Supply Chain Security: Code Provenance
prov·e·nance
-
the place of origin or earliest known history of something.
“an orange rug of Iranian provenance”
“an npm package of jongleberry provenance”
-
a record of ownership of a work of art or an antique, used as a guide to authenticity or quality.
Code Provenance
- a record of ownership for all code that ends up in a product or service
Why do we need code provenance?
The same reason why we need ingredients labeled on food products. As a consumer of a product, you want to be able to understand the amount of risk the product is imposing on you. Therefore, it is expected that the producer provides that information to consumers.

Source: xkcd.com
Why is code provenance a hard problem to solve?
Because the modern application supply chain is complicated. The final product includes code produced
- from a variety of sources:
- in-house code written by developers of a company
- open source software sourced from
- external package registries
- public code repositories
- binary repositories
- third party products
- by different actors - some sloppy when it comes to security, and others deliberately malicious
- on different hardware or infrastructure
- developer laptops
- infrastructure hosting OSS package, code or binaries
- infrastructure used to build software (CI systems)
What are some proven strategies to achieve better code provenance?
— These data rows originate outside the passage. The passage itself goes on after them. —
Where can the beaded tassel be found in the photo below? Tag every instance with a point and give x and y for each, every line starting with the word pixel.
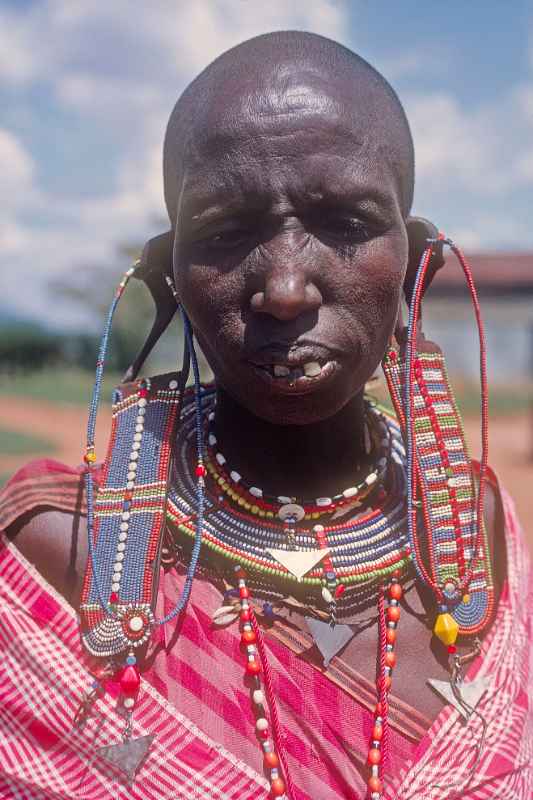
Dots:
pixel 453 516
pixel 250 643
pixel 388 622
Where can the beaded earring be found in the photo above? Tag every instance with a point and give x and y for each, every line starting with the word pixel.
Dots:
pixel 451 558
pixel 116 607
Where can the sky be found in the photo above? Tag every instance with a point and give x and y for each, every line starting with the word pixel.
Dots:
pixel 86 89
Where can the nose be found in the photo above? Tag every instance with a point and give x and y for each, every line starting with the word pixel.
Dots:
pixel 289 287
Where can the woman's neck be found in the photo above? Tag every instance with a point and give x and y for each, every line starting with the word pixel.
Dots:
pixel 318 459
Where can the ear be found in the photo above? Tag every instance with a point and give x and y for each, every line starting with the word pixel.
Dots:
pixel 419 230
pixel 155 263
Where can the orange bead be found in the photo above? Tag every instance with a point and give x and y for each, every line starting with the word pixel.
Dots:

I’m discussing “Supply Chain Security: Code Provenance” with Shrikant Pandhare. Tuesday, Mar 2 at 5:30 PM PST on Clubhouse. Join us! https://www.joinclubhouse.com/event/MRle0jB3
Why this topic and why now?
This is not a new topic for security practitioners, but there is a renewed focus on it because of the extensive damage caused by the SolarWinds breach and the dependency confusion attack.
As a result several folks working in security have received directives to tackle this better. So, I hope we could discuss this topic to death and learn from each other!